Albert Camus

«Dans la mesure où j’espère, où je m’inquiète d’une vérité qui me soit propre, d’une façon d’être ou de créer, dans la mesure enfin où j’ordonne ma vie et où je prouve par là que j’admets qu’elle ait un sens, je me crée des barrières entre quoi je resserre ma vie. Je fais comme tant de fonctionnaires de l’esprit et du cœur qui ne m’inspirent que du dégoût et qui ne font pas autre chose, je le vois bien maintenant, que de prendre au sérieux la liberté de l’homme.» Car, «un monde qu’on peut expliquer même avec de mauvaises raisons est un monde familier.
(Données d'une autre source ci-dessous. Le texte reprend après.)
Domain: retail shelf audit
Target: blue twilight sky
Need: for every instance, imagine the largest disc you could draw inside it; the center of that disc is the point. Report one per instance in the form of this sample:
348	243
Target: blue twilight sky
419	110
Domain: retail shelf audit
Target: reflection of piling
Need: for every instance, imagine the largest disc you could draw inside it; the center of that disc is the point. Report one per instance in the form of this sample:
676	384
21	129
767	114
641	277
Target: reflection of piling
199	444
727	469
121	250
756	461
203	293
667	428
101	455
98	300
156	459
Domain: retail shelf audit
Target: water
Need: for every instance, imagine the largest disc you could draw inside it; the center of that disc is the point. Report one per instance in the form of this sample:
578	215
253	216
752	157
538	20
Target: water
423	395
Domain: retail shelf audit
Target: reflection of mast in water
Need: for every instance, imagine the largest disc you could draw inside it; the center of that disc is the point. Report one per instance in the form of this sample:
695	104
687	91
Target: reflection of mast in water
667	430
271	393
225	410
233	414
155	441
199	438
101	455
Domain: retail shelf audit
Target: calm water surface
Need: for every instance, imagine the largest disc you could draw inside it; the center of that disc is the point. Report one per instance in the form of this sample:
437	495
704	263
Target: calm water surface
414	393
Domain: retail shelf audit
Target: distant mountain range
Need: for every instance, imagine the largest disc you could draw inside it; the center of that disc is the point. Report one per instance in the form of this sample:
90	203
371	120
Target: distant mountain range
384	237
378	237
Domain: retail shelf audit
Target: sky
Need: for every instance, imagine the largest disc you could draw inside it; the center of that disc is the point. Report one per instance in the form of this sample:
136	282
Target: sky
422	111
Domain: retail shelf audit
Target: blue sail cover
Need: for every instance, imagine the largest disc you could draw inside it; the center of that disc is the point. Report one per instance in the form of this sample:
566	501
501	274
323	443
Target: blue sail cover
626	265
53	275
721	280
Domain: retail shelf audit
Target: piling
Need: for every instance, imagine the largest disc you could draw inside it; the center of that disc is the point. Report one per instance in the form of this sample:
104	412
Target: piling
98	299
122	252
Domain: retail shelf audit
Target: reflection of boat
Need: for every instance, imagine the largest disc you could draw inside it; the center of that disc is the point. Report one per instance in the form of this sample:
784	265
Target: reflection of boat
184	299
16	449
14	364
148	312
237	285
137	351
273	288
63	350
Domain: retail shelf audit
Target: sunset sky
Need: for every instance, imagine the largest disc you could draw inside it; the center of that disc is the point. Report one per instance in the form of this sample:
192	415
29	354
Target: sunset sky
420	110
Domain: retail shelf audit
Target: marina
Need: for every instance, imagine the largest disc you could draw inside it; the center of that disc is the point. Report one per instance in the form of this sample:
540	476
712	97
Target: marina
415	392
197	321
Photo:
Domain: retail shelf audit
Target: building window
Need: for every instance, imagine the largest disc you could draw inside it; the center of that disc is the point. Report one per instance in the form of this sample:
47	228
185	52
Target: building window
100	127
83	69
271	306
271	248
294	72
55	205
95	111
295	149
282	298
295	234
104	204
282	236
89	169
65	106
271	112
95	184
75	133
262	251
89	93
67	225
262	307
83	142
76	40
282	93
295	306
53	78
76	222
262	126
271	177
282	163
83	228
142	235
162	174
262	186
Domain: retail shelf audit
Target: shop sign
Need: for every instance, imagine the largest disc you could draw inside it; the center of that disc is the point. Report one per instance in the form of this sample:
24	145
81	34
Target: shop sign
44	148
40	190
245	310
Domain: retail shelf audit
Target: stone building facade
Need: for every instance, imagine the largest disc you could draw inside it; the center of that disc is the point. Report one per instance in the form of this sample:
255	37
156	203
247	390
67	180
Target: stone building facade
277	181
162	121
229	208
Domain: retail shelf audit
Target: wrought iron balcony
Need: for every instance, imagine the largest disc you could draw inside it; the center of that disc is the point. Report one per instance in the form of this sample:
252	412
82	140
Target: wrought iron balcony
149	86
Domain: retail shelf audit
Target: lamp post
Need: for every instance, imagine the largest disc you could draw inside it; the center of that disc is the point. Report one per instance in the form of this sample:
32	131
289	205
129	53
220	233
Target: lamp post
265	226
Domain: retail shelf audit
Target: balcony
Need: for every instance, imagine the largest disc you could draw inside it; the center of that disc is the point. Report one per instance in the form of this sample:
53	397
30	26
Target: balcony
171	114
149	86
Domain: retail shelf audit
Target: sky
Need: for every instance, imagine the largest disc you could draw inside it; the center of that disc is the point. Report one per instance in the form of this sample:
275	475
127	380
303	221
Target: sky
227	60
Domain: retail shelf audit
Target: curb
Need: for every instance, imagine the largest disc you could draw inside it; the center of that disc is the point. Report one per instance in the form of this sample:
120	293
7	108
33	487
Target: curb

Mais au contraire, dans un univers soudain privé d’illusions et de lumières, l’homme se sent un étranger. Cet exil est sans recours puisqu’il est privé des souvenirs d’une patrie perdue ou de l’espoir d’une terre promise.» Or, «cette privation d’espoir et d’avenir signifie un accroissement dans la disponibilité de l’homme.(...) Ce qui le liait, c’était l’illusion d’un autre monde.(…) La clairvoyance qui devait faire son tourment consomme du même coup sa victoire. Il n’est pas de destin qui ne se surmonte par le mépris.(…) Ce monde absurde et sans dieu se peuple alors d’hommes qui pensent clair et n’espèrent plus.»